Even within Mexico, the variations are staggering—more than 500 documented types. The Oaxaqueño tamal, wrapped in banana leaves, is famous for its rich mole filling, while in the Yucatán, mucbipollo is baked underground during Hanal Pixán, the Mayan Day of the Dead. In the north, Coahuila’s tamales are small and thin, filled with shredded beef and red chile sauce, while in Veracruz, zacahuil can feed an entire village, stretching up to five feet long. There are sweet tamales dyed pink and flavored with cinnamon and raisins, tamales infused with anise, tamales made with pumpkin seeds and hoja santa, and even tamales stuffed with charales (tiny fish) for those who like a bit of extra crunch.

And then, there are the uchepos of Michoacán—the tamales of my great-aunts who swore by their delicate, fresh corn flavor. Unlike other tamales, uchepos are made with young, tender corn instead of nixtamalized masa, giving them a softer, almost pudding-like texture. They’re steamed in their own husks and served with crema, salsa, or crumbled cheese, and for my great-aunts, they were the undisputed peak of tamal-making perfection.

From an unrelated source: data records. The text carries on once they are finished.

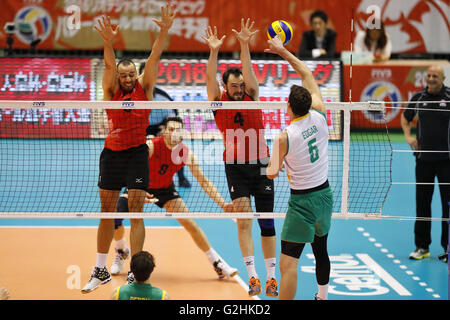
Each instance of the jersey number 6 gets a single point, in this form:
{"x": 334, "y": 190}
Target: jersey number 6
{"x": 313, "y": 150}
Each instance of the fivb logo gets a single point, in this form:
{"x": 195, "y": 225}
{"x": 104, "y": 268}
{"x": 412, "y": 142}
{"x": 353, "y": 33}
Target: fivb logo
{"x": 38, "y": 104}
{"x": 127, "y": 104}
{"x": 216, "y": 104}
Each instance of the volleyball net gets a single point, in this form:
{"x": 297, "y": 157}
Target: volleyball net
{"x": 51, "y": 171}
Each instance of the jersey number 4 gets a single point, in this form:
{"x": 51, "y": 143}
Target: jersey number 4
{"x": 239, "y": 119}
{"x": 163, "y": 169}
{"x": 313, "y": 150}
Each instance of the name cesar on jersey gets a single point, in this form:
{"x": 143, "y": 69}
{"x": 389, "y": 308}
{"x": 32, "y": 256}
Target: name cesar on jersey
{"x": 309, "y": 132}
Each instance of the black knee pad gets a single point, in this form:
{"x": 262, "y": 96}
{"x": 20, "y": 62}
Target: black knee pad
{"x": 267, "y": 227}
{"x": 118, "y": 223}
{"x": 292, "y": 249}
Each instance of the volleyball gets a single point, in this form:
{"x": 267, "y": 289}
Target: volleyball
{"x": 282, "y": 28}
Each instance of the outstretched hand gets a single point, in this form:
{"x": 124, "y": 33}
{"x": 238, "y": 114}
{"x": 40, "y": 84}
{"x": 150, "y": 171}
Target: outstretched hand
{"x": 168, "y": 14}
{"x": 211, "y": 38}
{"x": 275, "y": 45}
{"x": 107, "y": 31}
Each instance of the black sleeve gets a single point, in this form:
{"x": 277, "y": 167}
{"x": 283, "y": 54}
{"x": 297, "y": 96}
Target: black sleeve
{"x": 410, "y": 111}
{"x": 331, "y": 45}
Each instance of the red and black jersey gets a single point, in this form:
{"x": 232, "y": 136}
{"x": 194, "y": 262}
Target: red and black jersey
{"x": 127, "y": 127}
{"x": 243, "y": 132}
{"x": 164, "y": 163}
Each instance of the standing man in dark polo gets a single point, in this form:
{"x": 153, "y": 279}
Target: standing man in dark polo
{"x": 433, "y": 134}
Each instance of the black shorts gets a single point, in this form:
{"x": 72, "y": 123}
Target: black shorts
{"x": 164, "y": 195}
{"x": 245, "y": 180}
{"x": 126, "y": 168}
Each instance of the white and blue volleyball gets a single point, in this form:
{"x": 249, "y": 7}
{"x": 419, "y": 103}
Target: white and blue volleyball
{"x": 282, "y": 28}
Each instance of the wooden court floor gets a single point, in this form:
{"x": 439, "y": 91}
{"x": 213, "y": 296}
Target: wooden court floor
{"x": 55, "y": 263}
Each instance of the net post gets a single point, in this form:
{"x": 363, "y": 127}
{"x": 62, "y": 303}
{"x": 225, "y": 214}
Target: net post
{"x": 345, "y": 163}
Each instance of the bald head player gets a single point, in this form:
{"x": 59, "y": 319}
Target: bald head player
{"x": 246, "y": 153}
{"x": 124, "y": 159}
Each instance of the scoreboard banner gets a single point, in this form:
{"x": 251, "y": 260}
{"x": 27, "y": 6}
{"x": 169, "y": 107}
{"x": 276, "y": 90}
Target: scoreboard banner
{"x": 40, "y": 79}
{"x": 185, "y": 80}
{"x": 389, "y": 83}
{"x": 68, "y": 24}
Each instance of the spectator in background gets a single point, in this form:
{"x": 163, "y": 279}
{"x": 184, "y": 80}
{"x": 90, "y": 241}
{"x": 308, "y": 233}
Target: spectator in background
{"x": 157, "y": 119}
{"x": 375, "y": 41}
{"x": 433, "y": 134}
{"x": 320, "y": 42}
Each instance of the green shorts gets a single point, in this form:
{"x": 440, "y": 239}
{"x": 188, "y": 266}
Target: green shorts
{"x": 308, "y": 215}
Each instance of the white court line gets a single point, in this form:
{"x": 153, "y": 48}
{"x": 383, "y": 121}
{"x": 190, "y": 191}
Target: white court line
{"x": 236, "y": 277}
{"x": 394, "y": 284}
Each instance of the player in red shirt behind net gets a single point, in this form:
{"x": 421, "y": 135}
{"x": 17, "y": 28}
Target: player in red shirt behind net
{"x": 246, "y": 153}
{"x": 167, "y": 155}
{"x": 124, "y": 159}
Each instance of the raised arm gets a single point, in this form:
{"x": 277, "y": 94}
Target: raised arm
{"x": 214, "y": 43}
{"x": 244, "y": 36}
{"x": 150, "y": 73}
{"x": 308, "y": 81}
{"x": 108, "y": 34}
{"x": 206, "y": 184}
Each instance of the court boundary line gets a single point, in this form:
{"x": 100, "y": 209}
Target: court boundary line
{"x": 237, "y": 278}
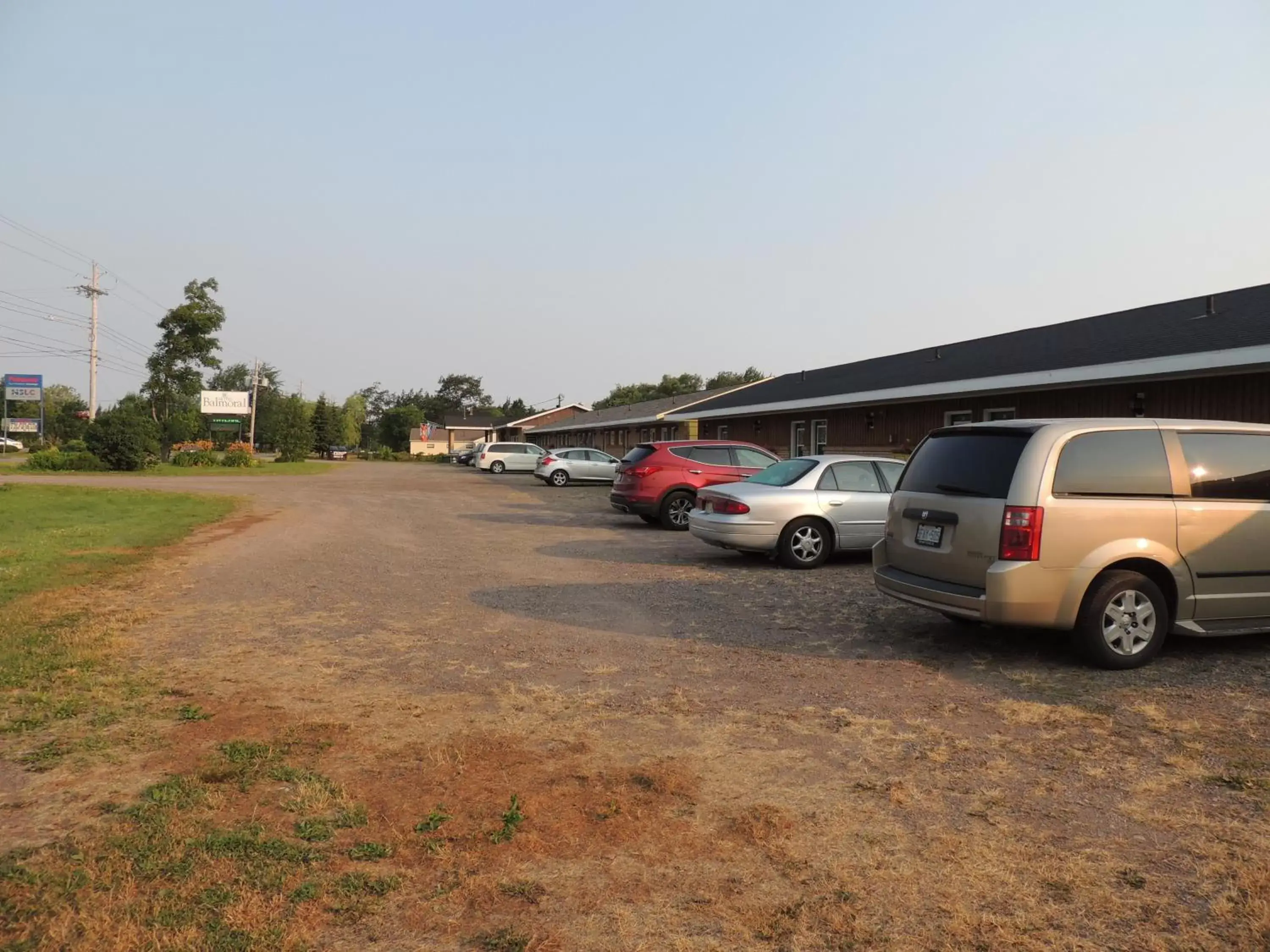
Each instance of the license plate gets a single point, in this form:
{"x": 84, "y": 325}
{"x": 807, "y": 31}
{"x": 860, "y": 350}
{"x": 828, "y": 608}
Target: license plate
{"x": 929, "y": 535}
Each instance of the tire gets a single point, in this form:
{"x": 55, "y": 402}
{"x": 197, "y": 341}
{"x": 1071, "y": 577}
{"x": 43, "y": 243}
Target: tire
{"x": 675, "y": 511}
{"x": 1123, "y": 622}
{"x": 804, "y": 544}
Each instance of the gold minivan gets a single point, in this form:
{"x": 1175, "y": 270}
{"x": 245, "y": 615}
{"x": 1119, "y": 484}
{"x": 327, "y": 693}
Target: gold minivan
{"x": 1118, "y": 531}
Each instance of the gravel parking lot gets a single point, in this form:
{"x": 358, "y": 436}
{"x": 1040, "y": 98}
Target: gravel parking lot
{"x": 823, "y": 768}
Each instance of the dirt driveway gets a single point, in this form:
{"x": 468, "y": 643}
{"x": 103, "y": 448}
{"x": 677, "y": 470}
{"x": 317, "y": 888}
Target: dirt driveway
{"x": 718, "y": 753}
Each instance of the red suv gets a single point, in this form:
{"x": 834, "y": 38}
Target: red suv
{"x": 660, "y": 482}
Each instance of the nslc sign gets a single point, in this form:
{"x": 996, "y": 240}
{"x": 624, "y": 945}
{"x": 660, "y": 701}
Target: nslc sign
{"x": 226, "y": 402}
{"x": 23, "y": 386}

In a way, every tamal we eat today is an artifact of survival—both culinary and historical. They were here before the Spanish arrived, before the printing press could have immortalized them, before the idea of “Mexican food” was anything other than the daily sustenance of a people who saw maize as sacred. And despite wars, colonization, globalization, and the occasional dietary fad that dares to label them “unhealthy,” tamales persist. They persist in kitchens where great-aunts argue over masa consistency, in the hands of street vendors who unwrap steaming bundles on chilly mornings, and in distant restaurants where a misplaced tamal on a menu can transport a wandering Mexican back home—if only for a moment.

I did not order the tamales that night in Madrid. Maybe I was afraid they would disappoint, or maybe I just wasn’t ready for the existential crisis of a tamal that tasted more like homesickness than home. Instead, I made a promise to myself: next Candelaria, I will reconstruct my great-aunts’ lost recipe. It won’t be exactly the same, of course. But then again, tradition isn’t about preservation—it’s about continuity.

And if the masa is a little too dry or the filling slightly off? Well, at least I won’t be the first to get it wrong.

©️Isabel Inzunza Gomez | “Como masa para tamales”, IPM Monthly 4/2 (2025).